|  | .. SPDX-License-Identifier: GPL-2.0 | 
|  |  | 
|  | ================ | 
|  | Page Table Check | 
|  | ================ | 
|  |  | 
|  | Introduction | 
|  | ============ | 
|  |  | 
|  | Page table check allows to harden the kernel by ensuring that some types of | 
|  | the memory corruptions are prevented. | 
|  |  | 
|  | Page table check performs extra verifications at the time when new pages become | 
|  | accessible from the userspace by getting their page table entries (PTEs PMDs | 
|  | etc.) added into the table. | 
|  |  | 
|  | In case of detected corruption, the kernel is crashed. There is a small | 
|  | performance and memory overhead associated with the page table check. Therefore, | 
|  | it is disabled by default, but can be optionally enabled on systems where the | 
|  | extra hardening outweighs the performance costs.

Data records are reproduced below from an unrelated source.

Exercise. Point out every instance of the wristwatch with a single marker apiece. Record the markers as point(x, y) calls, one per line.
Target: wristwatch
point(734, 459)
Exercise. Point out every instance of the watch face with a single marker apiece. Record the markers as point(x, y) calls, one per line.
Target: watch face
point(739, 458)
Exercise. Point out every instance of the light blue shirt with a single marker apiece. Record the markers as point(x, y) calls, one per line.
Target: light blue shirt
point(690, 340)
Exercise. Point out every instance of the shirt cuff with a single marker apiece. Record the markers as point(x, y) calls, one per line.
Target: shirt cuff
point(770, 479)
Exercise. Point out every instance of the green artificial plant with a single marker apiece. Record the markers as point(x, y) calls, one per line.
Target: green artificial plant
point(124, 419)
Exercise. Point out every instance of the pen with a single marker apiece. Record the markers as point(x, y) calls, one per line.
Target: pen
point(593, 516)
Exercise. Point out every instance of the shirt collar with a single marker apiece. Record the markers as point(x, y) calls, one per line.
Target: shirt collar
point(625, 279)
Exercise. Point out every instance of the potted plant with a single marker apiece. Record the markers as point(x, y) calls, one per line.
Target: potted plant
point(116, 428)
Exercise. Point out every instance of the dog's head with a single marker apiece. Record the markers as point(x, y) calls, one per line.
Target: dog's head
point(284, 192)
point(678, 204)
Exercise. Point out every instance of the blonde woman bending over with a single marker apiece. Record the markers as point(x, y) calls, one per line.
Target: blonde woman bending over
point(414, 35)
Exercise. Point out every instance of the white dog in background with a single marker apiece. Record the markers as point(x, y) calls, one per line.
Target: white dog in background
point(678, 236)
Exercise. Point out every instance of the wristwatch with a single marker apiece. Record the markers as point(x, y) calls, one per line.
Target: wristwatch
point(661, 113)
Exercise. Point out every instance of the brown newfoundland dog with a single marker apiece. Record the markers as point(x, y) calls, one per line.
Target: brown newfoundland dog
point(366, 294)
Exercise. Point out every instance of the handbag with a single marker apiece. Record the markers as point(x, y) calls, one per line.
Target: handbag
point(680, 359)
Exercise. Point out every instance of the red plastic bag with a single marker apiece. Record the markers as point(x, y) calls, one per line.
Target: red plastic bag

Also, because page table check | 
|  | is synchronous, it can help with debugging double map memory corruption issues, | 
|  | by crashing kernel at the time wrong mapping occurs instead of later which is | 
|  | often the case with memory corruptions bugs. | 
|  |  | 
|  | Double mapping detection logic | 
|  | ============================== | 
|  |  | 
|  | +-------------------+-------------------+-------------------+------------------+ | 
|  | | Current Mapping   | New mapping       | Permissions       | Rule             | | 
|  | +===================+===================+===================+==================+ | 
|  | | Anonymous         | Anonymous         | Read              | Allow            | | 
|  | +-------------------+-------------------+-------------------+------------------+ | 
|  | | Anonymous         | Anonymous         | Read / Write      | Prohibit         | | 
|  | +-------------------+-------------------+-------------------+------------------+ | 
|  | | Anonymous         | Named             | Any               | Prohibit         | | 
|  | +-------------------+-------------------+-------------------+------------------+ | 
|  | | Named             | Anonymous         | Any               | Prohibit         | | 
|  | +-------------------+-------------------+-------------------+------------------+ | 
|  | | Named             | Named             | Any               | Allow            | | 
|  | +-------------------+-------------------+-------------------+------------------+ | 
|  |  | 
|  | Enabling Page Table Check | 
|  | ========================= | 
|  |  | 
|  | Build kernel with: | 
|  |  | 
|  | - PAGE_TABLE_CHECK=y | 
|  | Note, it can only be enabled on platforms where ARCH_SUPPORTS_PAGE_TABLE_CHECK | 
|  | is available. | 
|  |  | 
|  | - Boot with 'page_table_check=on' kernel parameter. | 
|  |  | 
|  | Optionally, build kernel with PAGE_TABLE_CHECK_ENFORCED in order to have page | 
|  | table support without extra kernel parameter. | 
|  |  | 
|  | Implementation notes | 
|  | ==================== | 
|  |  | 
|  | We specifically decided not to use VMA information in order to avoid relying on | 
|  | MM states (except for limited "struct page" info). The page table check is a | 
|  | separate from Linux-MM state machine that verifies that the user accessible | 
|  | pages are not falsely shared. | 
|  |  | 
|  | PAGE_TABLE_CHECK depends on EXCLUSIVE_SYSTEM_RAM. The reason is that without | 
|  | EXCLUSIVE_SYSTEM_RAM, users are allowed to map arbitrary physical memory | 
|  | regions into the userspace via /dev/mem. At the same time, pages may change | 
|  | their properties (e.g., from anonymous pages to named pages) while they are | 
|  | still being mapped in the userspace, leading to "corruption" detected by the | 
|  | page table check. | 
|  |  | 
|  | Even with EXCLUSIVE_SYSTEM_RAM, I/O pages may be still allowed to be mapped via | 
|  | /dev/mem. However, these pages are always considered as named pages, so they | 
|  | won't break the logic used in the page table check. |